For much of marketing history, content was expensive to produce, which made production the bottleneck. This forced marketers to be judicious in what they created because every piece of content was a significant investment in both time and money. But then generative AI came along and blew the doors off the factory. Production suddenly became inexpensive, content creation became easy, and the bottleneck shifted. Now the question isn't whether you create content; it's whether you can control it and who is accountable for its governance.

Knowing what's approved, what's accurate, what's current, what's reusable, and what’s been quietly modified by an AI system that invented something out of thin air are the questions today. And pharma has been solving this for years.

The regulated companies that adapted by working with the constraint rather than against it built the very operational structure the rest of marketing is now scrambling to create.

They built the library before they built the campaign

In most organizations, content creation works like this: A need is identified, a brief is written, an agency or internal team creates the content, and then the approval process begins. For regulated industries, this sequence always results in an expensive traffic jam.

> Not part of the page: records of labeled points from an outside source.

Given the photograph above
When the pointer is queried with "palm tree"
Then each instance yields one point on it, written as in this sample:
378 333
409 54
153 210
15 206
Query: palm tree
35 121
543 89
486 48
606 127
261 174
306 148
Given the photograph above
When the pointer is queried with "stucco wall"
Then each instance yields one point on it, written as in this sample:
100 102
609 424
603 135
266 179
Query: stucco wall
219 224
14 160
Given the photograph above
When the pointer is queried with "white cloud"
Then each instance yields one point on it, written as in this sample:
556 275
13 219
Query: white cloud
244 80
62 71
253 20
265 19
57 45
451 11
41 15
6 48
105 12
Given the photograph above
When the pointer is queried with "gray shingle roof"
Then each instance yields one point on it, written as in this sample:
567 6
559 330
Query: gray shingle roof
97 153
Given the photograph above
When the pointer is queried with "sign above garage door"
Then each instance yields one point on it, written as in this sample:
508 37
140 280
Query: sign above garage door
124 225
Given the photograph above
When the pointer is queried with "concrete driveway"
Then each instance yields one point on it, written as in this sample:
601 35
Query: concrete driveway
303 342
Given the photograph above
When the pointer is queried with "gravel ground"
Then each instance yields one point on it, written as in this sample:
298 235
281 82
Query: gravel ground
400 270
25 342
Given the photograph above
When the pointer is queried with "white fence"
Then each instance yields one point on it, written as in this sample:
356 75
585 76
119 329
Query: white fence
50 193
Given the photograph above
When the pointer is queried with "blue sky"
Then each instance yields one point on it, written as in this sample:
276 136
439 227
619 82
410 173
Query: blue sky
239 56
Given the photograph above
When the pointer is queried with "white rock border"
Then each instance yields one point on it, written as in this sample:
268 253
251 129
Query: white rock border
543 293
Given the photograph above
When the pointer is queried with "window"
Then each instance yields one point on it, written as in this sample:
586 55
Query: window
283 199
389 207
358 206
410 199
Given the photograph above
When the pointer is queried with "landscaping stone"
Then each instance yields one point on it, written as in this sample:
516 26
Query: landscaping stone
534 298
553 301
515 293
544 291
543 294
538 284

Pharma, however, reversed the process. Instead of creating from scratch every time, they built libraries of pre-approved content modules. These libraries are structured collections of claims, supporting copy, references, and visuals that have already been approved and are then pulled and reassembled into channel-specific experiences without initiating a brand new approval cycle for each piece. This modular approach was designed to scale content without overwhelming the review process.

Novo Nordisk is a good example of an early organization that leveraged modular content for massive growth. They grew their content library form a few thousand assets to over 30,000 while also shortening review; ceasing to act like a traditional creative department and started to act like a manufacturing operation.

The point about shifting toward manufacturing principles is critical. You can’t achieve massive scale by simply telling people to work harder. You scale by having an approved system for what claims are authorized, what modules are reusable, and what rules govern the entire process. In short, they built the factory before they built the product line. Most marketing organizations never had a reason to consider this before, but now they do.

Review became a design input

In many organizations, legal and compliance review is something that happens to content after it's made. It's the last gate before publish, which makes it the most expensive time to discover a problem.

Sanofi and others in pharma flipped this. They integrated MRL review into their content architecture with tiers of review built directly in. This architecture was designed to minimize review time for each individual piece of content by ensuring that only pre-cleared components were included. Review went from bottleneck to design constraint, something you engineer around at the start rather than suffer through at the end.

When the constraint is built in early, better decisions are made sooner. You don't fall in love with copy that can't withstand scrutiny. You don't spend three weeks on a visual that gets killed by legal. You edit before you invest, which is a much more efficient way for a content operation to run than what most marketing teams are currently doing.

Measurement wasn’t an afterthought

Modular systems also facilitate something most content operations struggle with: traceability. When every content module has an identity, every claim can be traced, each variation leaves a fingerprint, and each performance signal can be tracked.

Measurement ceases to be a post-campaign reporting exercise and becomes an integral part of the system infrastructure. The system learns because the system remembers. This is a fundamentally different approach than publishing first and then trying to piece together what happened from a dashboard nobody trusts.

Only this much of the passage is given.